Bets placed by professional or semi-professional bettors with track records of beating the market. Books treat sharp money as informationally meaningful and reprice in response. Square money does not move the line.

Same-game parlay (SGP)

A parlay combining multiple legs from the same game. Pricing accounts for correlation in the book's favor; hold often runs 15 to 35%.

Spread

A handicap applied to the final score. The favorite gives points; the underdog gets points. Standard pricing is -110 / -110. The dominant market in NFL and NBA.

Square money

Bets placed by recreational bettors.
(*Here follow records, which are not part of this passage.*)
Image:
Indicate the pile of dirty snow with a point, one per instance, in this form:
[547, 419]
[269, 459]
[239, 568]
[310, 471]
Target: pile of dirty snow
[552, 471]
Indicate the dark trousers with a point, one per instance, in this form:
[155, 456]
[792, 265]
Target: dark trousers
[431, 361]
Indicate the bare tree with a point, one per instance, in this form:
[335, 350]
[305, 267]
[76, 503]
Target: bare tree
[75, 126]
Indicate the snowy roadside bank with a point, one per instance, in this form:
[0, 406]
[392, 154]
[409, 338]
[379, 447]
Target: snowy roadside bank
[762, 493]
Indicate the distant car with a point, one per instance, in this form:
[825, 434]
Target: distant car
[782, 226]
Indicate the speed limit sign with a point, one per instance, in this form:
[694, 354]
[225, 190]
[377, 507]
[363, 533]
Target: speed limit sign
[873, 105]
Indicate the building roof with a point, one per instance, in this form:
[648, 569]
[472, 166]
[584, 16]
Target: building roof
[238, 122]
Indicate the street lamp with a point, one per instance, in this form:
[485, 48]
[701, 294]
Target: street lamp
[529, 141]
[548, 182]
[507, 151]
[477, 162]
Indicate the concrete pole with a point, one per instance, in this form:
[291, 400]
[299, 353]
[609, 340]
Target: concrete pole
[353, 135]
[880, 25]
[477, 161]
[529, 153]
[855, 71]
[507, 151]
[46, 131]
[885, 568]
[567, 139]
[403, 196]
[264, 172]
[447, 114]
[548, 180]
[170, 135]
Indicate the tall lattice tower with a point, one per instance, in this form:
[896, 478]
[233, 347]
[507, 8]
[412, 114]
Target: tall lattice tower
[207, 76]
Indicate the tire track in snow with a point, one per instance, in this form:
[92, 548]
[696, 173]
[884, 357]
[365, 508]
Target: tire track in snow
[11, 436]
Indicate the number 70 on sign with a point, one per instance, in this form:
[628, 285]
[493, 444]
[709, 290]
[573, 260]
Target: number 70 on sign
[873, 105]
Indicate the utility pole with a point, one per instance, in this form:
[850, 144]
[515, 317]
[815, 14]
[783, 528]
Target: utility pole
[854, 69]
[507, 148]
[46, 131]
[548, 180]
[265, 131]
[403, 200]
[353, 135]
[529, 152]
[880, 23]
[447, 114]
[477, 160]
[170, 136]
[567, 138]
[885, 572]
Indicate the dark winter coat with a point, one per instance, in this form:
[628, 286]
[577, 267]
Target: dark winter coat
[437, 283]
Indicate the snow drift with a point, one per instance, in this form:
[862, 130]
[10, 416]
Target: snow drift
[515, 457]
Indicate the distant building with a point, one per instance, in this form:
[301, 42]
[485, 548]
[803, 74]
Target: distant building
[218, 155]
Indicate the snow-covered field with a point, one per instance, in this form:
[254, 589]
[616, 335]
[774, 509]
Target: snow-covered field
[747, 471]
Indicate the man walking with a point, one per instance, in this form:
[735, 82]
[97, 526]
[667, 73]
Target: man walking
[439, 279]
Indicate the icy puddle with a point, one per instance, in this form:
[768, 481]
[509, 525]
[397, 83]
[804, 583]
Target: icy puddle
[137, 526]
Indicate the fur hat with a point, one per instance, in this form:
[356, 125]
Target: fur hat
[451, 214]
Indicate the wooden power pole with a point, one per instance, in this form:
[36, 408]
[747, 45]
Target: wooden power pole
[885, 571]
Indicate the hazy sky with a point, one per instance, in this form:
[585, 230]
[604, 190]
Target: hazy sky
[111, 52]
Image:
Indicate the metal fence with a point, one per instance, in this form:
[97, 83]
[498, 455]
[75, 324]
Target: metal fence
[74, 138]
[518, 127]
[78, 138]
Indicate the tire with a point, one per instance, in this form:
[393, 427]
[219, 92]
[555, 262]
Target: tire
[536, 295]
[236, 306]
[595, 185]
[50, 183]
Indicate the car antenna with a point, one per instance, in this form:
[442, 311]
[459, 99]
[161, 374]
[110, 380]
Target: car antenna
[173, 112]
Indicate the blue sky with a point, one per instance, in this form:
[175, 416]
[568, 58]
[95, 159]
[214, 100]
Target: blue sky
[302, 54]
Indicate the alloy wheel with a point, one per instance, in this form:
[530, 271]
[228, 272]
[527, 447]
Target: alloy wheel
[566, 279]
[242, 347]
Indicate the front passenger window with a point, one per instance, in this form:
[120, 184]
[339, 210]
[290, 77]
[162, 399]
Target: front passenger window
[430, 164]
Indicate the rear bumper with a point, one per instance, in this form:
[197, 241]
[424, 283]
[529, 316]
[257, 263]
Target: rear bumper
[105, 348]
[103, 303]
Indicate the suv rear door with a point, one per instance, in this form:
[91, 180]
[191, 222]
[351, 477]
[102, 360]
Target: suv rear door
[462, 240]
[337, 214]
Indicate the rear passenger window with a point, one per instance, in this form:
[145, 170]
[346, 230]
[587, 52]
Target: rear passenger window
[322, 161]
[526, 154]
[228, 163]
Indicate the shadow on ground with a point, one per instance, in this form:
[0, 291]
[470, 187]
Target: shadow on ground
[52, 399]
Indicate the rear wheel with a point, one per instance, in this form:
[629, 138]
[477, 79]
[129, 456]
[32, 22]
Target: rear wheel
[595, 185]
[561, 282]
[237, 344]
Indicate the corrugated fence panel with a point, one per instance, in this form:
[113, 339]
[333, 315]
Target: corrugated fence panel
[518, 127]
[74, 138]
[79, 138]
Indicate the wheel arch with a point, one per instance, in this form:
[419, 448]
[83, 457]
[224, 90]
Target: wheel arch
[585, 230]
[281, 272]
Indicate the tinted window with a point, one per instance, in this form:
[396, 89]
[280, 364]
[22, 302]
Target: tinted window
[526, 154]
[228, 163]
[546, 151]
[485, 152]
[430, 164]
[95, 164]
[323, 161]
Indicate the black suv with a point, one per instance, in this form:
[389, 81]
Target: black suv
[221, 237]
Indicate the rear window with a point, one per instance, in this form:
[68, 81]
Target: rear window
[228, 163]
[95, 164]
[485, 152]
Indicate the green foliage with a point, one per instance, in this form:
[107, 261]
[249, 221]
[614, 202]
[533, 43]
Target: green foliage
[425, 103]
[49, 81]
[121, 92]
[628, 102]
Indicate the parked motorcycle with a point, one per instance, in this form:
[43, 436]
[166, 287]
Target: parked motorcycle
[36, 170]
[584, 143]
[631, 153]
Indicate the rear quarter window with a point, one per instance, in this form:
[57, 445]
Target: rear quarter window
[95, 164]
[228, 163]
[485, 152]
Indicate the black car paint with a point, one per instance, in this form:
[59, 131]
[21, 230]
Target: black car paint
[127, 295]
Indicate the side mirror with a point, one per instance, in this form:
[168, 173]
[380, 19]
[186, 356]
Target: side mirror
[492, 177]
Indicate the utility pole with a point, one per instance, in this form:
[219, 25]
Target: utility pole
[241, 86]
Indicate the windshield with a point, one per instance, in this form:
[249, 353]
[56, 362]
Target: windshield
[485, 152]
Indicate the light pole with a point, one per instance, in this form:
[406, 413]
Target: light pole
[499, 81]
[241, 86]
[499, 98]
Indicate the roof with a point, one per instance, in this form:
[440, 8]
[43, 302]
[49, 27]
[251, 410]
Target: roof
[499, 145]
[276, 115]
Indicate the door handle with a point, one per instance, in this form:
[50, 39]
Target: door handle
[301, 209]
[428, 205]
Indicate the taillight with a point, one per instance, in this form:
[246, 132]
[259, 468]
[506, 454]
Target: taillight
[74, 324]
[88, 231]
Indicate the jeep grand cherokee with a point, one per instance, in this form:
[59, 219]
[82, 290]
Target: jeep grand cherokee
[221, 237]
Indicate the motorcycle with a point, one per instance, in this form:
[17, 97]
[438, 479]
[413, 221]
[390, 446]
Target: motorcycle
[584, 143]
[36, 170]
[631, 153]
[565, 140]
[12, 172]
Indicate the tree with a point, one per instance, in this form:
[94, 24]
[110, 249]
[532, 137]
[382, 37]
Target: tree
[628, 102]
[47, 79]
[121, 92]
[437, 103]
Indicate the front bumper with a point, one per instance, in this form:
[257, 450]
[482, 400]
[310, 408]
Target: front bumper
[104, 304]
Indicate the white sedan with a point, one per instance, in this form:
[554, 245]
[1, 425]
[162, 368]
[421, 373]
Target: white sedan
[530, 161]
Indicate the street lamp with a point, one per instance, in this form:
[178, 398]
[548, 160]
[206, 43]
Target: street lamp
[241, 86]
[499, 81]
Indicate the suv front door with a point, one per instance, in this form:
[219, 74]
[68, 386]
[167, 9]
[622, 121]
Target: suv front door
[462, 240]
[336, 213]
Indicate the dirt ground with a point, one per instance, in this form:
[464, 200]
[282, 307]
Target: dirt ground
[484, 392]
Books treat square money as informationally light. Square bias toward favorites, overs, and primetime games shows up as predictable line markups on those sides.

Shading

Moving a line away from the book's true probability estimate to extract additional margin from the side that public bettors prefer. The structural mechanism by which books price into documented public bias.

Steam

A rapid line move across multiple books at the same time, indicating coordinated sharp action. By the time a steam move shows up at a retail book, the value is usually compressed.

T

Three-way moneyline

A soccer betting market with three priced outcomes: home win, draw, away win. Each is priced separately; the implied probabilities sum to >100% reflecting the book's hold.

Trap line

A sportsbook price engineered to attract specific public action that the book wants to take. Common signatures: retail line one to two points off sharp consensus, asymmetric juice on the popular side, falling limits on the unpopular side, marketing emphasis on the popular side. The trap is in the gap between the public's narrative and the sharp model's price.

Tilt

Emotional bet sizing: betting larger after losses to recover, betting larger on 'sure things' that feel more confident than the math justifies, chasing the day's losses with end-of-card prop bets. The single largest cognitive failure in retail betting.

Teaser

A multi-leg ticket where each spread or total moves a fixed number of points in the bettor's favor at reduced odds. Mostly bad bets except for specific 6-point NFL teasers crossing key numbers (Wong teasers).

Total

A bet on the combined score of both teams relative to the book's posted number. Over or under. Often the second-most-bet market behind sides.

U

Unit

A standard bet size, typically 1% to 3% of bankroll. 'Up 5 units' means net profit equal to five times the standard unit size. Without the unit definition, the metric is uninterpretable.